Suggestions for the developers

Started by Private User on Thursday, January 6, 2011
Problem with this page?

Participants:

Showing all 21 posts

There are a few things I notice over and over again in merges that are simple errors or oversights, but that can easily lead to problems once the profiles are public and start being compared to others. For several of them it seems like a few programming fixes could make a big difference so far as clean data is concerned.

Date estimates:
I have (as I assume many do) multiple people with the same name, and in fact, the same sibling names, in my family tree. When there's no date info given with them, the merge issues page tries to encourage me to merge them, even though they're sometimes several hundred years apart in age. Would it be possible to generate approximate dates for such entries so as to avoid such issues? I mean, the system does know what generation these people are, it should be able to extrapolate that my 12th great-grandmother and 6th great-grandaunt did not live at the same time. It doesn't have to be anything *at all* accurate, and could be as simple as 'pre-[date of first child's birth]' or 'post-[parent's birthdate]', but it would just be nice to have approximate dates show up so you can tell the difference between generations in a glance.

Assumption of Death:
I'd like the system to be set to assume that any people entered with birthdates before, say, 1870, (and definitely who have given death dates) automatically set as 'false' for the living check box. I notice people miss it sometimes when they're in a hurry, and then the merge suggestions balk because those fields don't match. This is a fairly simple check, and would keep the data cleaner than it is currently.

Died in Infancy Indicator:
Additionally, it would be nice if there was some sort of indicator for 'died as a child'--a lot of times it's hard to tell if a family really did have three boys named William or if it's one child with multiple birthdates given in multiple trees. I think being able to mark that yes, this family had two boys named William who died as infants before one survived to adulthood would help keep data clean across the board.

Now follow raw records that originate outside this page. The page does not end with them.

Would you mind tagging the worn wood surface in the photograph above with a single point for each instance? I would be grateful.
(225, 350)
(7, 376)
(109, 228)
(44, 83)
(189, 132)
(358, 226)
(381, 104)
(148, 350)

Good suggestions... what do you think Mike Stangel

I like it :)

Oh, and case insensitivity with the names would also help--Perkins, perkins, and PERKINS are all obviously (to humans, not machines) the same name, and simply making the name fields case insensitive would clear up them. (I know there are many more complicated problems with names than just this, but this seems like a partial fix that should be easy enough to implement, and that would make merges cleaner and more comprehensive.

How about something to signify derivatives of names
Ie: Dunley, Dunlay, Dunlea ?
A few surnames in my trees changed spelling over the generations including my own:
Boudrot to Boudreau
as opposed to having every derivative listed in one's profile name
it could make things less confusing?

Just got done sorting thru 320 tree matches.....

Believe that Geni matches by first name of anyone in the profile to ANY name in a potential match...last name does not appear to be used as a qualifier and there is NO consideration for date....more than 3/4 of the tree matches were more than 2 centuries off the mark....and last names were also way off....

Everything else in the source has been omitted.